Поликарп Семенович махнул рукой, показывая этим жестом, что не желает больше отвечать Марфе, и пошел быстрее, поддевая носками туфель сухие листья.

— И для чего ему теперь собака? — сказала Палашка, полностью солидаризуясь с Марфой. — Чего ей теперь сторожить, раз Генке машину отдали?

— А теперь, видать, боится, чтоб самого с женкой не украли. Тьфу, дурман сандалетный! — ответила Марфа, не упустив возможности осудить пристрастие Поликарпа Семеновича к ношенью сандалет, хотя в данную минуту он был в туфлях.

— А ты знаешь, что я чула? Вроде она тогда кумедию сыграла, вроде понарошку травилась.

— А может, и понарошку, — ответила Марфа.

И тут Марфа с Палашкой, забыв про свои мешки с листьями, направились, не сговариваясь, к дому Марфы, потому что обеим захотелось посидеть на скамеечке, захотелось вспомнить да пропустить через языки случай с отравлением Олимпиады Ивановны.

Вспоминая об этом случае, Марфа с Палашкой определенно знали (об этом после говорила вся улочка), что Олимпиада Ивановна решила расстаться с жизнью исключительно по собственной воле и приняла с этой целью какую-то отраву. Однако Марфа с Палашкой совершенно не знали, что этим своим актом добровольной смерти Олимпиада Ивановна жестоко мстила мужу за все свои муки. За то, что не хотел отдать «Победу» первого выпуска сыну Гене, за то, что вывел «Победу» первого выпуска из гаража и повез на ней «этих идиотов Колотух», за то, что нахлестался в погребе вина, схватил дорогую скрипку и побежал к «этим идиотам Колотухам» на свадьбу. За все это Олимпиада Ивановна отомстила ему, приняв отраву, после чего стала ужасно корчиться, громко стонать и рыдать на глазах у внука Игоря. Но у нее хватило еще сил написать на клочке бумаги текст телеграммы: «Папа, срочно приезжай, бабушка умирает. Игорь», — и послать с этой бумажкой Игоря на почту, наказав, чтобы с почты он забежал к знакомой врачихе Селестратовой и сообщил о близкой смерти бабушки. Знакомая врачиха прибежала как раз тогда, когда разразилась гроза и страшенно засверкали молнии.
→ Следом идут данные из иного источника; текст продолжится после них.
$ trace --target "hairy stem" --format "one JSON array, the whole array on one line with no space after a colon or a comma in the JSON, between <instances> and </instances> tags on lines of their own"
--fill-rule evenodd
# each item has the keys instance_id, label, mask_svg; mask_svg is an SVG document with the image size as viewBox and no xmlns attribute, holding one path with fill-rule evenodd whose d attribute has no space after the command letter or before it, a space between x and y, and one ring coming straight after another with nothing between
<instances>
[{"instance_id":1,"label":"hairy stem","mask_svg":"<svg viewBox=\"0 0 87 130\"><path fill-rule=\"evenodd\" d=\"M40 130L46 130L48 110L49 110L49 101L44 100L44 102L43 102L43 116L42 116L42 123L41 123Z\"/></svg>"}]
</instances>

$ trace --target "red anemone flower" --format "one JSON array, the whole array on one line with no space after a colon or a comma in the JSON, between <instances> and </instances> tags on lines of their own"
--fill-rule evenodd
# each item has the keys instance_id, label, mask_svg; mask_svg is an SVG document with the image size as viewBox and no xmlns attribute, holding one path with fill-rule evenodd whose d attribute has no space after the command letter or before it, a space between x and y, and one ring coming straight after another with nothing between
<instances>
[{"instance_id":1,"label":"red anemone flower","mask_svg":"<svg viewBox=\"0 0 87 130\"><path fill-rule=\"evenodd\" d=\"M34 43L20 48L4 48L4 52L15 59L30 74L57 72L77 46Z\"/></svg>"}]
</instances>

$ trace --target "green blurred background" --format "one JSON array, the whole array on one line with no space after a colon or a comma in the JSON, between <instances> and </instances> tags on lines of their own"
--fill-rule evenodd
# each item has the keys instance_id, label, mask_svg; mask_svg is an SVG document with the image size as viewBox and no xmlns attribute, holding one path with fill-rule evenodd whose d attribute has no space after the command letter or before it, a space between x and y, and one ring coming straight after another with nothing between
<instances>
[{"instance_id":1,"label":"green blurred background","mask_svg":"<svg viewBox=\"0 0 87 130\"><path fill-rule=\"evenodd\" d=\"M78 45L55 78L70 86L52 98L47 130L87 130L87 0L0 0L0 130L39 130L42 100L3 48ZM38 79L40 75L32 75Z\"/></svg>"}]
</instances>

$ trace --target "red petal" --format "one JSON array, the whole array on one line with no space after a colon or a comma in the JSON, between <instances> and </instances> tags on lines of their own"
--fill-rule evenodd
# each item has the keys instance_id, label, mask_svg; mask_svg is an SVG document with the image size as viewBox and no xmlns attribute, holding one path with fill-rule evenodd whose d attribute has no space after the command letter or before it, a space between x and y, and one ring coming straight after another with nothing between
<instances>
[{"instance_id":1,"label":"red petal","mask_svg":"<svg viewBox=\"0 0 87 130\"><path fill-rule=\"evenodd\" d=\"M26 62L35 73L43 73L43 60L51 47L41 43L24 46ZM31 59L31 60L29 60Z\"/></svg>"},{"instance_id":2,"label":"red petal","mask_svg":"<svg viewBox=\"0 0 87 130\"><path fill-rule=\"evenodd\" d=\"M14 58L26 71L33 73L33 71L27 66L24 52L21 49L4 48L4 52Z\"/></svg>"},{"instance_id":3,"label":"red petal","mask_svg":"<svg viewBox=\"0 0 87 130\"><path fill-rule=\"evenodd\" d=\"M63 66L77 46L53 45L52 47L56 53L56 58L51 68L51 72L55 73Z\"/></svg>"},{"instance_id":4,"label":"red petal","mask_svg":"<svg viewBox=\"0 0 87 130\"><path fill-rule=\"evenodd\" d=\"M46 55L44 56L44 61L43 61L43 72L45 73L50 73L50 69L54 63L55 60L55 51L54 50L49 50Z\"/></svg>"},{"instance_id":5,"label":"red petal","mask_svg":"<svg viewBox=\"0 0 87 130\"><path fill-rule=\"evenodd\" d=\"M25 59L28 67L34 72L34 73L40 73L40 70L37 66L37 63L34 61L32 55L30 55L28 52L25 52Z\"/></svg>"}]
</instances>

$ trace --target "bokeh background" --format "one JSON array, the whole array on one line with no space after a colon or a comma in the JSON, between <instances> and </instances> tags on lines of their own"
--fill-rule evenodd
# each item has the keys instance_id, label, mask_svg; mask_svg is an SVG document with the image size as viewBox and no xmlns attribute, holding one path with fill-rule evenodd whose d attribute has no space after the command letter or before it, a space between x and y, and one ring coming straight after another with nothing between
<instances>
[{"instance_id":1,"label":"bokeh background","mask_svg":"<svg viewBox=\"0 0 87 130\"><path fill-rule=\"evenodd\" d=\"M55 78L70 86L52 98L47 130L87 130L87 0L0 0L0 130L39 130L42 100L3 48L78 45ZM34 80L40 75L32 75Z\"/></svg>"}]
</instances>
Пока внук Игорь бегал под ливнем и молниями к «этим идиотам Колотухам» за Поликарпом Семеновичем, Олимпиада Ивановна призналась Селестратовой, с какой целью и какую приняла отраву, и они вдвоем немножко посмеялись. С появлением же полуголого, исхлестанного дождем мужа (соколку он сбросил, а спортивные штаны закатал до колен), к тому же нетрезвого, Олимпиада Ивановна снова забилась в судорогах и стала так стонать и так закатывать глаза, что казалось, вот-вот испустит дух. Она напрочь отвергала усилия Селестратовой спасти ее от верной смерти и упрямо твердила сквозь слезы: «Оставьте меня! Я хочу умереть! Не хочу жить!..» Поликарп Семенович в голос зарыдал, рухнул на колени перед кроватью Олимпиады Ивановны и принялся бормотать: «Милая, милая!.. Прости меня, пожалей меня несчастного… Мы спасем тебя, мы спасем тебя!..» Он хватал жену за руки, целовал ее руки и, проклиная себя, бился мокрой головой о железную спинку кровати.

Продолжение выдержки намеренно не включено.